It's about life - not "lifestyle"
JUNE 14, 2002
|Today was graduation day at the high school I went to, and about a million others scattered across North America. The photo above was taken out the window of my car when I was driving home, perhaps an hour after the ceremony. People were still milling around at the top of the stairs, and employees were breaking down the chairs and podium. Families were walking to their cars, parked all over the little malls across the street.
When I went to this high school, it was a couple of miles out of town. In the decades (decades?) since then the rural agricultural valley it was set is has built up to the point that within the year 9th graders who live within the city as it stood when I was their age won't even be allowed to go to this school - they'll be bussed way out of town to the "arch-rival". Times change, and fast; don't let the "decades" comment fool you.
Once you graduate, or stop going, things have definitely changed. I felt it quite profoundly. Like many students, I couldn't wait to get out, and I was fortunate enough to get out after having gone half-day, half-year in my senior year. I made up one class in night school, but when I finished finals in early February I was done with what I saw as my incarceration.
February was a strange time to get out of school. That long ago the February beaches were deserted. I had a part time job, one college class, and one night school class. Mornings were free for surfing.
Nobody was one the beach. Nobody was anywhere.

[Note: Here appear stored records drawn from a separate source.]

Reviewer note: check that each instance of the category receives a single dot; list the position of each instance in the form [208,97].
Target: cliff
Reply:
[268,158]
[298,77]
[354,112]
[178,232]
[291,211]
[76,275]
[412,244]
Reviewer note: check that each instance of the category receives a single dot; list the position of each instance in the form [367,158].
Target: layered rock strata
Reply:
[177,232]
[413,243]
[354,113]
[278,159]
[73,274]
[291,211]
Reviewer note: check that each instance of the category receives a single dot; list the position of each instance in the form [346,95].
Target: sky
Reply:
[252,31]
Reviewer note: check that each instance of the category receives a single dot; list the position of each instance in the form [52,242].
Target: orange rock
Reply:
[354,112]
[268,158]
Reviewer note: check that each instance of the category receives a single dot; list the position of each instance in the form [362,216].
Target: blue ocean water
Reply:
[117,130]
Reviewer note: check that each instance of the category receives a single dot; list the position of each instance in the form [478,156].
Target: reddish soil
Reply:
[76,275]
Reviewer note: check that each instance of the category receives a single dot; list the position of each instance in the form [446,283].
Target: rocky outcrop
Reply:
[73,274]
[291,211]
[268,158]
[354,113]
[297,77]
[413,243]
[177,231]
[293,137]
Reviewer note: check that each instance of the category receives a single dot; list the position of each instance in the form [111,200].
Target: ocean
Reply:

While it was nice, there was something of a feeling of freefall. There was still a war going on, which was one thing which hung over the landscape.
They call it formally "Commencement Day", and to be sure when something like this ends you do commence the next stage of your life. For some it will be college, with other (usually much more appreciated) commencement days. For others it will be work, maybe travel, maybe adventure. You never really know when you're the one in the spot. It's a great time, though. For those who graduate in the North American Summertime, it must seem like limitless promise.
To those of you embarking on this, I say enjoy yourselves this summer. Put some thought into your next steps, make some plans. Only about a dozen of you are going to be able to make a decent living, for a few years, as pro surfers, so keep your eyes open for ways to make a living and keep your ocean stoke going. Think a bit about the Long Haul. Talk to trusted older surfers, or even your parents. Most of them have been where you are now and would be eager to see you not make any mistakes they may have made, or would like to share things they've learned along the way.
Watching the emptying out of the high school I went to, hearing the excited yells of newly minted grads in cars blaring music, looking at two non-descript girls in a beater Toyota smiling ear-to-ear - knowing they are about 5 years away from blossoming out of the invisibility they probably endured for the last 4 years - I couldn't help but smile. I wouldn't want to go back to that period of my life, I guess. When I get that notion I like to mix a strong drink and put on Springsteen's "Thunder Road", one of the great rock and roll songs, at a volume sure to stun the goldfish. I do that right about dusk, and make sure to polish off the drink during the first playing of the song.I usually listen to it once or twice more. It puts me right back, but instead of feeling like I have to go hit the road looking for something, I get to wait until my wife comes home. The dog is estatic everyone is together. The sun will come up tomorrow, the surf will still be there. It feels good.